La Police fédérale des étrangers envoie une circulaire datée du 14 janvier 1957 à ses sections cantonales sur la question de l’établissement de laboratoires de recherche par des firmes étrangères, principalement américaines615. Celle-ci reprend dans les grandes lignes les considérations évoquées lors de la réunion organisée par l’OFIAMT avec les milieux patronaux concernés. L’attitude libérale reste donc de mise. Le Vorort informe aussi ses affiliés début janvier du résultat des discussions, soulignant « que leurs cercles ne peuvent pas exiger de mettre des bâtons dans les roues » aux multinationales américaines en refusant l’octroi de permis de travail et d’établissement616.

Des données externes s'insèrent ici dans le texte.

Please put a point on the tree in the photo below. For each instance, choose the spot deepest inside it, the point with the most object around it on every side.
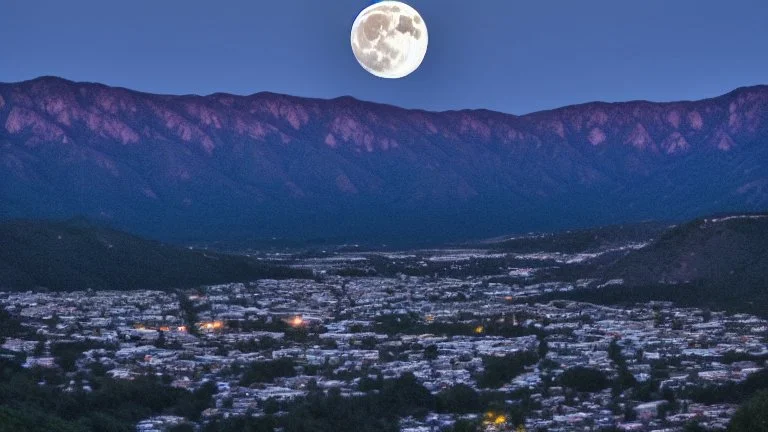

Ces prises de position de la Police des étrangers et du Vorort font que les permis sont effectivement accordés dans la majorité des cas. Par exemple, la Chambre de commerce de Zurich rapporte qu’entre janvier 1957 et avril 1959, sur 91 cas évalués, seules cinq requêtes ont été jugées négativement617. De plus, une coopération se met progressivement en place entre les centres de recherche et développement américains et le réseau académique helvétique, surtout avec l’EPFZ. Plusieurs professeurs de cette institution collaborent dès 1959 avec IBM, la RCA ou encore Monsanto618.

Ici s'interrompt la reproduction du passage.